On their wedding day, I brought all of my camera gear along with my lovely wife Theresa for reinforcements. Together, we came up with a plan for what we were each going to be doing both before and during the ceremony. We took pictures of the setup, the preparations, and the arriving guests. We became mutual shutter-clicking blurs during the ceremony. We shot formals. We caught a short break while guests were eating, and then we were back to the reception and the receiving line. We got pictures of the dancing, the celebration, and before we even knew it, the getaway. It was exhausting work with yet more to be done ahead of me. But at the same time, I had this sense of fulfillment from having captured this day and knew I would remember it for a long time.
I have to say that Trey and Kellie are two of the most loving and genuine people I have ever met. Their wedding was an emotional sea of happiness, pulled to and fro in the tides of the immense and palpable love that they share for each other. Taking pictures for them was a joy, and I’m looking forward to taking their family portraits in the future. Many times during the wedding, I was moved to tears by what I was seeing through my lens. And the entire time, I had my wife to share those moments with. There’s no replacement for these kinds of moments. I was watching Trey and Kellie dance, but I was also thinking about the first time I had danced with Theresa, and the that we were locked into a sort of dance of our own. The kind of love that Trey and Kellie show for each other, it makes people think about the things they love the most.
Theresa and I were married ten years ago last October. I had felt more in love than I had ever been during that time, but it was just the beginning of learning the incredible depths of love we would grow to share. Today, we have a daughter together, making that love even more ever-present. And on the day of Trey and Kellie’s wedding, the two of us working together and trying to stay out of each other’s shot, I felt very close to her, like our love was being enriched and strengthened by the incredible demonstration of love that Trey and Kellie were giving to each other. It felt right. Correct. It felt like something I should be doing with my life, that this was the kind of emotional connection that I pursue in my work.

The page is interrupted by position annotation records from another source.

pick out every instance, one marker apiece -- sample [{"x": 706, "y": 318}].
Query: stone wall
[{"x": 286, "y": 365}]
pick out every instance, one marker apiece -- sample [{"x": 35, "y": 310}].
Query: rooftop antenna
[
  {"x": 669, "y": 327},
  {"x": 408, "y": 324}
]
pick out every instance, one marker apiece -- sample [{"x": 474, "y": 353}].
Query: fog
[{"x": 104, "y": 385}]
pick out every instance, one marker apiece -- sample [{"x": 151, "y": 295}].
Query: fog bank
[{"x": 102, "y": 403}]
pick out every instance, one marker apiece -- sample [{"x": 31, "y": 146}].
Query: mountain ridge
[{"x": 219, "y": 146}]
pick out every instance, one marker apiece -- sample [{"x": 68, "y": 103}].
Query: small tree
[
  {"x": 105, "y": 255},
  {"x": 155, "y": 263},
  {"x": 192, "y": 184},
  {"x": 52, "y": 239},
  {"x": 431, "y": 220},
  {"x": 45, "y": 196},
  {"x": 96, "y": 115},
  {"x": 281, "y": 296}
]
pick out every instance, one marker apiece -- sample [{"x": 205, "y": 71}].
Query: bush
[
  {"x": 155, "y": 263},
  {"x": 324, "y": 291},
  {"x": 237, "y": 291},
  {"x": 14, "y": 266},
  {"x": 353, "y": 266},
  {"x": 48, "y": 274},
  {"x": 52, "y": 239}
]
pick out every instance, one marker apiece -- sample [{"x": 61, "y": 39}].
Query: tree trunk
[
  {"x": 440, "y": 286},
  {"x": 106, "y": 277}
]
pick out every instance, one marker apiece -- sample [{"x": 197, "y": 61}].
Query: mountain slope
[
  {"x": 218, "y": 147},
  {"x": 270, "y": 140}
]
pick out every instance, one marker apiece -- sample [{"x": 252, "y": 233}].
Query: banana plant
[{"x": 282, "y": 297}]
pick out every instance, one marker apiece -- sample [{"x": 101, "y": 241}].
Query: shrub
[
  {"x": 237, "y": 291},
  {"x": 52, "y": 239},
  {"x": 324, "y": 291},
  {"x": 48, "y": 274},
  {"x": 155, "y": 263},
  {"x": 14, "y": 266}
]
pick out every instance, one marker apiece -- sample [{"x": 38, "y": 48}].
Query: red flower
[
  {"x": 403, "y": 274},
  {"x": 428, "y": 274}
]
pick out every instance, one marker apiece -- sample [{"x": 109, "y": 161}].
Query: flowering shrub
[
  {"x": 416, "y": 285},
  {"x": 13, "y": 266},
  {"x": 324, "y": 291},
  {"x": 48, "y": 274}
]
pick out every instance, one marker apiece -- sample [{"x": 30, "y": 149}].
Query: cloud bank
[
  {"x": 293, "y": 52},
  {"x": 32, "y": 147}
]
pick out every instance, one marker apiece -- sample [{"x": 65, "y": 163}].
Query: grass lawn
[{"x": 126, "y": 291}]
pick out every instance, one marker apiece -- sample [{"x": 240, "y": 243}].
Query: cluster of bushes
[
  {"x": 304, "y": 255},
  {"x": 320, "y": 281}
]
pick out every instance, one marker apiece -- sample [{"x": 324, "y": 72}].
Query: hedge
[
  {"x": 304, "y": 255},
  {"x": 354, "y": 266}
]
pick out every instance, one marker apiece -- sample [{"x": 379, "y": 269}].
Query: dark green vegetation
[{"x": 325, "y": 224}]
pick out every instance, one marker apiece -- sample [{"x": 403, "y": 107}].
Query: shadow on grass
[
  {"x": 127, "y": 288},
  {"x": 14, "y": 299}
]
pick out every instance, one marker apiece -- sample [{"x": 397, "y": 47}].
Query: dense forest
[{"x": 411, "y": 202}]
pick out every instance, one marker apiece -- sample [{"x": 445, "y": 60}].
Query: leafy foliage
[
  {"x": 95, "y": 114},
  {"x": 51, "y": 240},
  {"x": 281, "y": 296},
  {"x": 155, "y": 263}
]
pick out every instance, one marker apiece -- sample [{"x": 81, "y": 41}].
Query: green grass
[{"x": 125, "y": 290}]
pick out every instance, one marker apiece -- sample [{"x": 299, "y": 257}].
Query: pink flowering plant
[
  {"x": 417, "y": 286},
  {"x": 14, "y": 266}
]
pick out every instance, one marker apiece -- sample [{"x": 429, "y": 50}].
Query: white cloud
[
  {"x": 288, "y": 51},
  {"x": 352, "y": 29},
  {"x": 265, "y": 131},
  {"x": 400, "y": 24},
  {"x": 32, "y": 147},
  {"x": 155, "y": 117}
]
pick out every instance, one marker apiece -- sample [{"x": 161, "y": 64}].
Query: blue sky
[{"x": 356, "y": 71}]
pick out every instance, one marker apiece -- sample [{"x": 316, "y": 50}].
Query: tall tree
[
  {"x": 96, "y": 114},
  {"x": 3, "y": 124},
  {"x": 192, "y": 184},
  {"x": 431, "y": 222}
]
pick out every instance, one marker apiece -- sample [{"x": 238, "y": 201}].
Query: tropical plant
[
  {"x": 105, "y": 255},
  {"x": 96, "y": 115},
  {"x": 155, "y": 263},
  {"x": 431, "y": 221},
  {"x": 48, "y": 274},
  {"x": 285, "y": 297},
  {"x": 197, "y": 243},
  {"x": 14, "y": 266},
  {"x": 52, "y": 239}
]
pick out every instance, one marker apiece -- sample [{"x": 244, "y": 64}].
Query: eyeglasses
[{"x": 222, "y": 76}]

When I delivered the photos to Kellie, I was still nervous, and I told her that up front. I reminded her of what I had said months ago, that I wasn’t experienced. I told her how honored my wife and I were, how close we felt to each other, and that I think she and Trey were going to have a long and happy life together. I’m very happy to say now that Kellie was more than pleased with the way my wife and I had captured their memorable wedding. My stance on shooting weddings had been broken. Do I shoot weddings? Well, let’s talk about that. Sometimes you find yourself in moments you didn’t plan on having. But some of those moments are the best parts of life.